Bed-IIIa and b (blue line in Fig. 9): Those calcareous beds are the lowest most in the FA calcareous beds and look very similar. Those are bioclastic-rich limestone layers (biomicrite) with a lot of bivalves and echinoderms and contain some micrite nodules. Moreover, this horizon is marked by the presence of siderite.
Bed-IV (red line in Fig. 9): This bed is a siderite-rich and fossil-rich calcareous bed with two to four individual beds forming one big correlation horizon. Those beds contain calcitic recrystallised iron-ooids, biomicritic intraclasts, and sometimes nodules.
Bed-V (green line in Fig. 9): This bed is calcareous, nodular, bioclastic-rich, and iron-rich (slightly sideritic and pyritic). The bed contains calcitic recrystallised iron-ooids and many bored nodules and intraclasts.
Bed-VI (orange line in Fig. 9): The uppermost marker bed is the most significant bed. In BOZ2 and BOZ1 this bed is not present and condensed at the top of the OPA (the transition towards the Passwang Formation; contains iron-ooids, intraclasts, and bioclasts). In BAC1, STA2, and STA3 this bed contains iron-ooids (partially replaced by calcite), bioclastic fragments, and have an iron-rich (siderite) and calcite-rich matrix. In BUL1, MAR1, RHE1, and TRU1 this bed is nodular and/or an iron-rich horizon of small thickness.
It should be noted that the identified marker beds can be well correlated at the local scale (within the three sites) due to similar lithological characteristics. The marker beds can therefore be used as correlation horizons.
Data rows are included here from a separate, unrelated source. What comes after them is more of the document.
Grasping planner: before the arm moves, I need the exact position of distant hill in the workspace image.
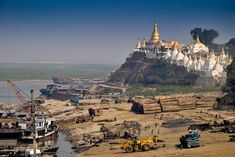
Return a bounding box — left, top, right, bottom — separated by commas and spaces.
109, 52, 199, 85
0, 63, 116, 81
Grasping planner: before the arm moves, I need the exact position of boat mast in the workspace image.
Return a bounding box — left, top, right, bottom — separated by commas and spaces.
30, 90, 37, 157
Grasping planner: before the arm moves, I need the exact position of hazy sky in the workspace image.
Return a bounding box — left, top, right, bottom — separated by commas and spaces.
0, 0, 235, 64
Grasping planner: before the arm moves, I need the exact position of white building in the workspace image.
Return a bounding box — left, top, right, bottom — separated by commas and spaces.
134, 23, 232, 77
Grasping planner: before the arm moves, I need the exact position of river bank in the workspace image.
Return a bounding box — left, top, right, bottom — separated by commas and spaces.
40, 93, 235, 157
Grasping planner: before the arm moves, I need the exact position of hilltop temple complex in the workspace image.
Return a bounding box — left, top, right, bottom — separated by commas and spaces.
131, 23, 232, 78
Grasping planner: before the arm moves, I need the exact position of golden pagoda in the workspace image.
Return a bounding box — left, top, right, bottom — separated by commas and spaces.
142, 38, 146, 48
150, 23, 160, 43
135, 38, 141, 49
195, 35, 201, 44
221, 47, 225, 56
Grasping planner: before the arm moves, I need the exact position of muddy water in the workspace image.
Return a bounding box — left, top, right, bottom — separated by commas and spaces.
55, 132, 75, 157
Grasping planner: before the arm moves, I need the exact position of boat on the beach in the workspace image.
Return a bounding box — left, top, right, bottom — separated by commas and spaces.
20, 117, 58, 140
43, 147, 59, 154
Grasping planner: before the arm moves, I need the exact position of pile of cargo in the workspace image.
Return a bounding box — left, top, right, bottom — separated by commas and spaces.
131, 99, 161, 114
131, 94, 217, 114
196, 96, 216, 108
158, 97, 180, 112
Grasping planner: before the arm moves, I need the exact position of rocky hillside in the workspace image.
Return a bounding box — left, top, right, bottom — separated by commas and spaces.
226, 58, 235, 94
109, 52, 198, 85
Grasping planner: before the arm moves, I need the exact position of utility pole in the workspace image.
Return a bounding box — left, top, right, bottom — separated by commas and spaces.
30, 90, 37, 157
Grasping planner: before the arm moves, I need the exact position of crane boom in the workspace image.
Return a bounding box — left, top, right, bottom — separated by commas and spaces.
7, 80, 29, 109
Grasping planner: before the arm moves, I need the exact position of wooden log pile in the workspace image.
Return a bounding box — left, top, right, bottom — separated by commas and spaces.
178, 96, 196, 110
131, 99, 161, 114
158, 97, 180, 112
196, 96, 216, 108
131, 94, 217, 114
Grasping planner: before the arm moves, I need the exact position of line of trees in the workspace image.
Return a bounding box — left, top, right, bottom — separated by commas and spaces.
190, 27, 235, 57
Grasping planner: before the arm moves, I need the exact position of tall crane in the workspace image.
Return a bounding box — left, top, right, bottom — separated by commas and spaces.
7, 80, 30, 111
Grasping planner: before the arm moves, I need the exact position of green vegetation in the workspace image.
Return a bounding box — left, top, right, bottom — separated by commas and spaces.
125, 85, 221, 97
109, 52, 199, 85
225, 60, 235, 93
0, 63, 115, 81
190, 28, 219, 46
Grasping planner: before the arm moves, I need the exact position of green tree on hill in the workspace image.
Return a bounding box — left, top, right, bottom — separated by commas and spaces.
190, 28, 219, 46
226, 59, 235, 93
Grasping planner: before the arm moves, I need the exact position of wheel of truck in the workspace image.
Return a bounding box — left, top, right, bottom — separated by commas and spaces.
125, 146, 133, 153
142, 144, 151, 151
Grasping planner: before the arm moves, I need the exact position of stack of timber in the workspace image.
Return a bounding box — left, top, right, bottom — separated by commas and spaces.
158, 97, 180, 112
178, 96, 196, 110
196, 96, 216, 108
131, 99, 161, 114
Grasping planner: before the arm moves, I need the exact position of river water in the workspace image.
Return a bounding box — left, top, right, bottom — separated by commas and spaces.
0, 81, 75, 157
Other calcareous beds are observed in some of the core sections but are only very local due to differing depositional and diagenetic conditions; e.g., see additional calcareous beds in BOZ2, BOZ1, and RHE1 (Fig. 9).
5.2.2 Marker beds as timeline
Although the marker beds can be correlated at local scale, they are mainly based on specific lithological characteristics. Apart from the uppermost calcareous bed (Bed-VI), there is no detailed biostratigraphic or chemostratigraphic support and thus the question arises as to what extent they represent timelines. Also, it is not clear how much time is represented within one marker bed.
However, the lowermost marker bed (Bed-I, Fig. 9) aligns well with the carbon isotope chemostratigraphy suggested by Wohlwend et al. (2024). Wohlwend et al. (2024) mention a negative C-isotope excursion (nCIE) from the organic matter as well as from the inorganic carbonate fraction aligning with this correlation bed, followed by a recovery phase, which may correlate with similar negative carbon isotope excursions during the earliest Aalenian from different locations [Morettini et al., 2002 (Italy); Sandoval et al., 2008 (Spain); Price, 2010 (Scotland); Fantasia et al., 2022 (France and Chile)]. Unfortunately, the biostratigraphy does not allow to constrain this correlation line, as most of the OPA is deposited in the Opalinum Subzone.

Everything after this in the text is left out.